Method
Our method - Philosophical Enquiry or PhiE - combines a community of enquiry approach with an introduction of academic philosophy and teaching whilst, at the same time, maintaining an accessible level of philosophy for the children. At the heart of our work is a commitment to teaching children how to philosophise: to give them the tools to develop a 'dialogue in one voice'. That is to be able to reflect upon and critically evaluate their own, as well as other people's, thoughts and ideas.
We do this by setting the philosophical arena around which discussions and dialogue take place, we then guide and facilitate the dialogue with teaching strategies that develop philosophical tools and ideas, such as logic; argumentation; falsification; necessary and sufficient conditions; abstract thinking etc. We preserve the autonomy of the children through the use of dialectic and through a process of ‘Emergent Questions’ which come from the children during discussions.
Michael Hand, reader in philosophy at the Institute of Education, and editor of ‘Philosophy in Schools’ has said that there have been 2 models of doing philosophy in schools and neither was adequate. The first is, what he calls, the 'Great Books Model’: the study of classical texts, and the other is the 'Circle Time Model’, where the children generate their own questions and the teacher becomes a co-enquirer. He has called our method the ‘Third Way’: “It draws on the strengths of the other two models. Children do not study philosophical texts, but they encounter key ideas, arguments and puzzles from the canon of Western philosophy: the Ship of Theseus and the Ring of Gyges, Locke’s ‘voluntary prisoner’ and Mill’s ‘satisfied pig’, the Rawlsian ‘veil of ignorance’ and the Turing Test of artificial intelligence. Children are not left to pursue their own questions without direction, but there is a strong emphasis on exploratory discussion and dialogue…[the PhiE Model is] a significant contribution to educational theory.”

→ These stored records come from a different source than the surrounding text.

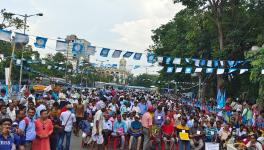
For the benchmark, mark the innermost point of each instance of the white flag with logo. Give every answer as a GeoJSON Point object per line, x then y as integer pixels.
{"type": "Point", "coordinates": [61, 46]}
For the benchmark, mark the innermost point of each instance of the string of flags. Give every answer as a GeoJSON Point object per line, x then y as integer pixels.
{"type": "Point", "coordinates": [79, 48]}
{"type": "Point", "coordinates": [200, 62]}
{"type": "Point", "coordinates": [218, 71]}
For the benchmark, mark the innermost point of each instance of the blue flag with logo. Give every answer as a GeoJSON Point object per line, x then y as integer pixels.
{"type": "Point", "coordinates": [77, 48]}
{"type": "Point", "coordinates": [136, 66]}
{"type": "Point", "coordinates": [137, 56]}
{"type": "Point", "coordinates": [216, 63]}
{"type": "Point", "coordinates": [209, 70]}
{"type": "Point", "coordinates": [40, 42]}
{"type": "Point", "coordinates": [151, 58]}
{"type": "Point", "coordinates": [168, 60]}
{"type": "Point", "coordinates": [116, 53]}
{"type": "Point", "coordinates": [188, 70]}
{"type": "Point", "coordinates": [104, 52]}
{"type": "Point", "coordinates": [169, 69]}
{"type": "Point", "coordinates": [127, 54]}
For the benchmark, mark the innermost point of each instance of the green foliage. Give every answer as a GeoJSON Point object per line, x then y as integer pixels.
{"type": "Point", "coordinates": [194, 33]}
{"type": "Point", "coordinates": [257, 62]}
{"type": "Point", "coordinates": [145, 80]}
{"type": "Point", "coordinates": [8, 20]}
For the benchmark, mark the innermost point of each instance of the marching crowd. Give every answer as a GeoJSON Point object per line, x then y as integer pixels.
{"type": "Point", "coordinates": [128, 119]}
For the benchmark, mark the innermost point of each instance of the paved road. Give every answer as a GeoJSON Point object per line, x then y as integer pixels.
{"type": "Point", "coordinates": [75, 143]}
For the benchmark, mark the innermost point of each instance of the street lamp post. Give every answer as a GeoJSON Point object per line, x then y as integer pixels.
{"type": "Point", "coordinates": [22, 56]}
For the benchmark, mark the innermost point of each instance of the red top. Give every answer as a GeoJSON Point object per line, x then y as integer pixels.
{"type": "Point", "coordinates": [167, 128]}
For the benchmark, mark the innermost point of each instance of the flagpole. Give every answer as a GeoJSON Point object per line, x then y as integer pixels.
{"type": "Point", "coordinates": [10, 66]}
{"type": "Point", "coordinates": [22, 56]}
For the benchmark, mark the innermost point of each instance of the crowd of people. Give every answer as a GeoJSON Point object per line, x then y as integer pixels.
{"type": "Point", "coordinates": [126, 119]}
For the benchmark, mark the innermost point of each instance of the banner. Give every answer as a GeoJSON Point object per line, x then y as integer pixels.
{"type": "Point", "coordinates": [5, 35]}
{"type": "Point", "coordinates": [127, 54]}
{"type": "Point", "coordinates": [178, 70]}
{"type": "Point", "coordinates": [7, 75]}
{"type": "Point", "coordinates": [77, 48]}
{"type": "Point", "coordinates": [21, 38]}
{"type": "Point", "coordinates": [116, 54]}
{"type": "Point", "coordinates": [220, 71]}
{"type": "Point", "coordinates": [90, 50]}
{"type": "Point", "coordinates": [209, 63]}
{"type": "Point", "coordinates": [40, 42]}
{"type": "Point", "coordinates": [243, 71]}
{"type": "Point", "coordinates": [168, 60]}
{"type": "Point", "coordinates": [137, 56]}
{"type": "Point", "coordinates": [198, 70]}
{"type": "Point", "coordinates": [188, 70]}
{"type": "Point", "coordinates": [61, 46]}
{"type": "Point", "coordinates": [209, 70]}
{"type": "Point", "coordinates": [104, 52]}
{"type": "Point", "coordinates": [231, 70]}
{"type": "Point", "coordinates": [151, 58]}
{"type": "Point", "coordinates": [177, 61]}
{"type": "Point", "coordinates": [169, 69]}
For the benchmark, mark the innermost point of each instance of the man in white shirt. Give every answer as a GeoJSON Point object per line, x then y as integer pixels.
{"type": "Point", "coordinates": [68, 120]}
{"type": "Point", "coordinates": [11, 111]}
{"type": "Point", "coordinates": [97, 135]}
{"type": "Point", "coordinates": [107, 129]}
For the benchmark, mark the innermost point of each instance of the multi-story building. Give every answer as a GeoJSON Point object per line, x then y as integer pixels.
{"type": "Point", "coordinates": [120, 75]}
{"type": "Point", "coordinates": [74, 59]}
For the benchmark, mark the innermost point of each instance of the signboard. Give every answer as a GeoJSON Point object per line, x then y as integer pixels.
{"type": "Point", "coordinates": [211, 146]}
{"type": "Point", "coordinates": [39, 87]}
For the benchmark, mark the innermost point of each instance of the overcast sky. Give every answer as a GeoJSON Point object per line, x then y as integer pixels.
{"type": "Point", "coordinates": [115, 24]}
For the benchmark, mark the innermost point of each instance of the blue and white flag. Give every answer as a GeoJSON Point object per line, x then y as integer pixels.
{"type": "Point", "coordinates": [222, 63]}
{"type": "Point", "coordinates": [136, 66]}
{"type": "Point", "coordinates": [216, 63]}
{"type": "Point", "coordinates": [169, 69]}
{"type": "Point", "coordinates": [18, 61]}
{"type": "Point", "coordinates": [188, 70]}
{"type": "Point", "coordinates": [231, 63]}
{"type": "Point", "coordinates": [196, 62]}
{"type": "Point", "coordinates": [77, 48]}
{"type": "Point", "coordinates": [220, 71]}
{"type": "Point", "coordinates": [151, 58]}
{"type": "Point", "coordinates": [178, 69]}
{"type": "Point", "coordinates": [137, 56]}
{"type": "Point", "coordinates": [231, 70]}
{"type": "Point", "coordinates": [209, 70]}
{"type": "Point", "coordinates": [21, 38]}
{"type": "Point", "coordinates": [116, 53]}
{"type": "Point", "coordinates": [168, 60]}
{"type": "Point", "coordinates": [90, 50]}
{"type": "Point", "coordinates": [209, 63]}
{"type": "Point", "coordinates": [198, 70]}
{"type": "Point", "coordinates": [40, 42]}
{"type": "Point", "coordinates": [243, 71]}
{"type": "Point", "coordinates": [5, 35]}
{"type": "Point", "coordinates": [177, 61]}
{"type": "Point", "coordinates": [61, 45]}
{"type": "Point", "coordinates": [114, 65]}
{"type": "Point", "coordinates": [127, 54]}
{"type": "Point", "coordinates": [202, 62]}
{"type": "Point", "coordinates": [187, 60]}
{"type": "Point", "coordinates": [104, 52]}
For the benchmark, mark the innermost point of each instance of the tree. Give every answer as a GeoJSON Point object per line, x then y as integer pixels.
{"type": "Point", "coordinates": [212, 29]}
{"type": "Point", "coordinates": [257, 63]}
{"type": "Point", "coordinates": [144, 80]}
{"type": "Point", "coordinates": [8, 20]}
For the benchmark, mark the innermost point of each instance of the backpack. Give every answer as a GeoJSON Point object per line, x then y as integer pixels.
{"type": "Point", "coordinates": [27, 123]}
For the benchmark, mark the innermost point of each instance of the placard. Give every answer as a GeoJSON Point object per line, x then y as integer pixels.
{"type": "Point", "coordinates": [211, 146]}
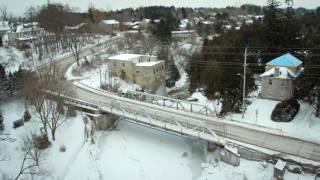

It is the job of our specialist philosophy teachers to identify and draw out from the children philosophical material, and to encourage them to adopt a philosophical attitude. Our aim is to cultivate the habit of thinking and we do not believe that this will come about simply by giving them the opportunity to think. Like anything else it needs to be learnt. So the facilitation should include teaching and guidance. Philosophy is not something that can be learnt by being told a list of propositional facts about what it is, it is best learnt by modelling. In other words, the children will learn how to do philosophy best by seeing it done well on a regular basis by a skilled philosophy teacher.
We envision a future where many, if not all, schools in the UK have a resident philosopher: a specialist philosophy teacher who works closely with the school to provide philosophy sessions for the children and training for the teachers in areas such as questioning, thinking and discourse skills.